I think that's a well-taken observation. And what's more, it appears that the Chinese gov't is doing what its predecessor did several centuries ago. Shut itself off from the outside world--except Canton. And then what happened? The internet (or its porn and accounts about the three taboo T's) is like the opium--too "debilitating" for the CCP's slaves. ... Sat sapienti.

Wouldn't the hackers have been able to attack Google websites, even if they weren't "in" China? I gather the the emails of dissidents were hacked, wouldn't this have been a problem even if they were using a google.com email system.

I'm having trouble with what "withdrawing" a virtual service from a political country means. Would there still be service in Chinese but just not for .cn sites or sessions?

If google.cn gets shut down it'll likely follow it'll be a case of et tu google.com.

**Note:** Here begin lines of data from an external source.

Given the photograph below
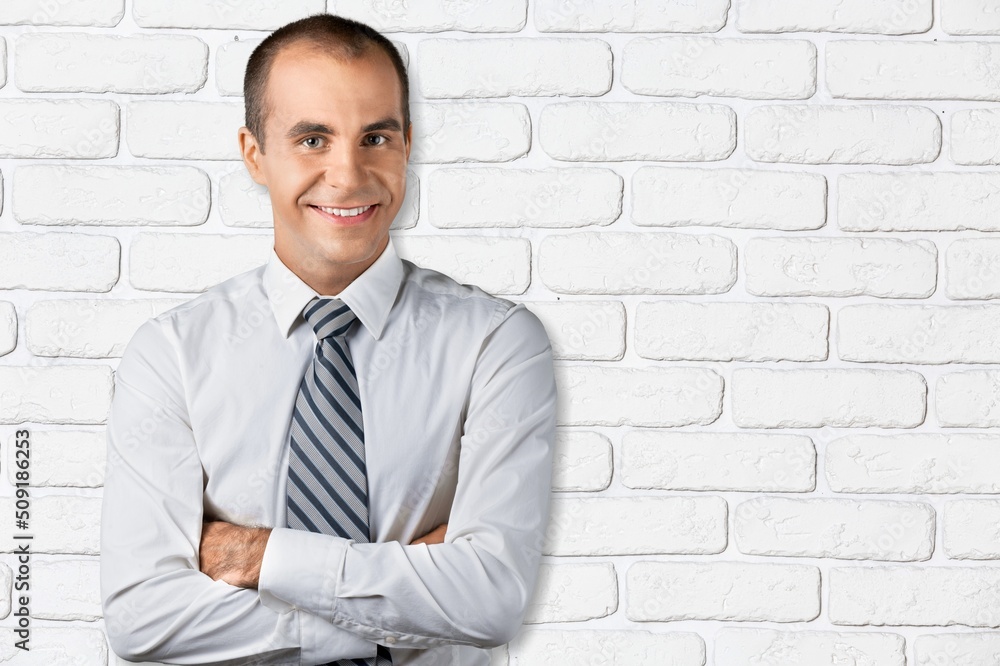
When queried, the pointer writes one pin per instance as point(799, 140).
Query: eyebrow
point(308, 127)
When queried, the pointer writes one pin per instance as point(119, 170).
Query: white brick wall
point(758, 232)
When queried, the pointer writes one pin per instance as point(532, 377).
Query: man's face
point(335, 165)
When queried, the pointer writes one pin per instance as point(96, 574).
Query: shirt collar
point(370, 296)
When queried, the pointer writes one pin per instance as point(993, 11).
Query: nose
point(345, 168)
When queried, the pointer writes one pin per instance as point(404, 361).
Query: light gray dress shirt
point(458, 401)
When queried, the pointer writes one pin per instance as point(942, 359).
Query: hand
point(232, 553)
point(434, 536)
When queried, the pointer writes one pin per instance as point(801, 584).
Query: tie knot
point(329, 317)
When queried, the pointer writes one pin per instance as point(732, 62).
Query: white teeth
point(344, 212)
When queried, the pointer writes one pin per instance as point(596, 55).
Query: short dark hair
point(342, 37)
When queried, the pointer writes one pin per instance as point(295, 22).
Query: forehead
point(306, 81)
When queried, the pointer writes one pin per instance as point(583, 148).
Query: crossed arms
point(322, 597)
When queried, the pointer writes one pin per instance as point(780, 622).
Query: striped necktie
point(327, 485)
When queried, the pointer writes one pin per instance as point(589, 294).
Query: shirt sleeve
point(474, 588)
point(157, 603)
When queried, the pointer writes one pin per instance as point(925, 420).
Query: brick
point(913, 463)
point(767, 647)
point(860, 16)
point(650, 396)
point(497, 265)
point(184, 130)
point(843, 134)
point(524, 66)
point(636, 526)
point(836, 397)
point(454, 132)
point(972, 529)
point(66, 590)
point(972, 268)
point(694, 66)
point(223, 14)
point(193, 262)
point(573, 593)
point(655, 263)
point(717, 461)
point(973, 137)
point(582, 461)
point(666, 591)
point(88, 328)
point(632, 16)
point(91, 13)
point(64, 128)
point(8, 327)
point(55, 393)
point(821, 266)
point(619, 131)
point(969, 399)
point(835, 528)
point(957, 649)
point(584, 330)
point(938, 201)
point(741, 198)
point(6, 578)
point(56, 646)
point(913, 70)
point(56, 261)
point(435, 15)
point(111, 195)
point(560, 647)
point(231, 64)
point(721, 331)
point(970, 17)
point(60, 458)
point(81, 62)
point(66, 524)
point(244, 203)
point(495, 197)
point(922, 596)
point(919, 333)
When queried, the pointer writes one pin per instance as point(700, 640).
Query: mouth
point(346, 216)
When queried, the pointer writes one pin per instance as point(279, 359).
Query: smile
point(346, 215)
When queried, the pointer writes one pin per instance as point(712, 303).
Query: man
point(220, 532)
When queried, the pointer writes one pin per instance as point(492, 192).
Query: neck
point(327, 277)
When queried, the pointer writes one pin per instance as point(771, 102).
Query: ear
point(251, 152)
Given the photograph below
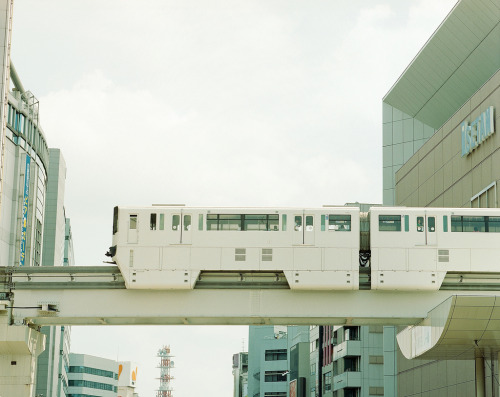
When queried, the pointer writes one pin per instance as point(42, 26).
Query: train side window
point(456, 223)
point(211, 222)
point(274, 222)
point(420, 223)
point(494, 224)
point(431, 224)
point(229, 222)
point(133, 222)
point(474, 224)
point(176, 219)
point(298, 223)
point(339, 223)
point(389, 223)
point(187, 222)
point(309, 223)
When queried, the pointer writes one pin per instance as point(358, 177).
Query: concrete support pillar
point(19, 348)
point(480, 381)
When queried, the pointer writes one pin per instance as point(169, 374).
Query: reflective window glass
point(339, 223)
point(389, 223)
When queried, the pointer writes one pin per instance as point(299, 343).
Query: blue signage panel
point(24, 219)
point(478, 131)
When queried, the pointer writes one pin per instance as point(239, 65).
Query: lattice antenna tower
point(165, 365)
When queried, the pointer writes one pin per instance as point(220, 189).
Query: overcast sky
point(217, 103)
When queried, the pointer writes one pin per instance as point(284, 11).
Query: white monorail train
point(168, 247)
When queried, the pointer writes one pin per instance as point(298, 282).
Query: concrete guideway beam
point(225, 307)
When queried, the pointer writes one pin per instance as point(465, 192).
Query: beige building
point(441, 148)
point(439, 175)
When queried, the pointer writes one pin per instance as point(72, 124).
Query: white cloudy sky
point(215, 102)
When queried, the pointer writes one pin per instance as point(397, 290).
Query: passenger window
point(474, 224)
point(133, 222)
point(494, 224)
point(175, 222)
point(420, 223)
point(339, 223)
point(298, 223)
point(456, 223)
point(211, 222)
point(274, 222)
point(187, 222)
point(389, 223)
point(431, 224)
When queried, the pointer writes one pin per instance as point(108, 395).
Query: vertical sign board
point(24, 219)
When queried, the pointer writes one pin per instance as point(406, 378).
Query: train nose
point(111, 251)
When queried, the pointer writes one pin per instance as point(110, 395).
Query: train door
point(303, 229)
point(186, 228)
point(426, 229)
point(181, 228)
point(133, 229)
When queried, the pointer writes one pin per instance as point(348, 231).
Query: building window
point(351, 333)
point(275, 355)
point(275, 376)
point(351, 364)
point(327, 381)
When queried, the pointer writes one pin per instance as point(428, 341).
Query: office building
point(346, 361)
point(441, 148)
point(278, 361)
point(92, 376)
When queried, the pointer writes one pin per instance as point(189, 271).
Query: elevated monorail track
point(109, 277)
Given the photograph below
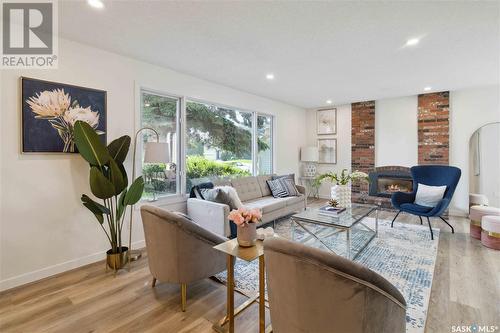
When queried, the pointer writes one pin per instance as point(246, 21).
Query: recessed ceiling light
point(412, 41)
point(96, 4)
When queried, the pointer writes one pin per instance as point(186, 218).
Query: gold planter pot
point(117, 261)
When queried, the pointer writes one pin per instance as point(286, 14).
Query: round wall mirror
point(484, 166)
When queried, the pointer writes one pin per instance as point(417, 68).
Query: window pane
point(160, 113)
point(218, 143)
point(265, 145)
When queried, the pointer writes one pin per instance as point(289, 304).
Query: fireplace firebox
point(384, 181)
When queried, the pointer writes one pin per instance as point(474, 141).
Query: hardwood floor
point(466, 290)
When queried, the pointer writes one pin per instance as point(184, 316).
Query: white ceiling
point(343, 51)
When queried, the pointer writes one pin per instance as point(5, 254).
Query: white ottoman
point(476, 199)
point(476, 214)
point(490, 235)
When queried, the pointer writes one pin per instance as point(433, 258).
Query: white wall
point(44, 229)
point(469, 110)
point(343, 137)
point(396, 131)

Man, it's about time somone did this, and I am proud of Google for doing so. VW, Microsoft, Yahoo and all the others completely lose track of their morals when they consider the large upside to doing business in China. "Financial Giants and Moral Pygmies" Good on Google. As a foreigner working for a foreign company in a field where local companies bribe, cheat and corruption is rife, the only way to change the game here is to stick to your guns. Inside on a "right way" and hope someone learns from you....I am glad that Google has decided which camp it is in.....

@John Edelson - The hacking could not have been done on US based servers. It has to do with the routers physically located in China.

Google's possible exit will create a very interesting on-line landscape, China will in essence become the largest Local Area Network in the world. Since I am bilingual and I can surf the Chinese LAN as easily as I surf the real NET, I do understand why most Chinese internet users can live without google. Think about it, for every great internet invention of the west the Chinese came up with an equivalent (sort of). There is google's Chinese twin bro Baidu, ebay and taobao, youtube and youku... the list goes on and on. So I mean if you are in for the fun you could be satisfied with the LAN. And for the more adventurous and true internationalists there are always ways of getting around the great wall. (Using your mobile phone perhaps...)

@Nicholas:

Right on the money. The gov't continues to try to put the squeeze on harder -- banning more and more, trying to control more and more of the internet -- while the technological tide has already arrived.

Their continual harassment and harping will drive true innovators away and they can be left even further behind in the dust.

Let the Chinese return to their cocoon. They can't seem to handle truly interacting with any other culture anyway; I think they are truly freaked out by anything that isn't Chinese.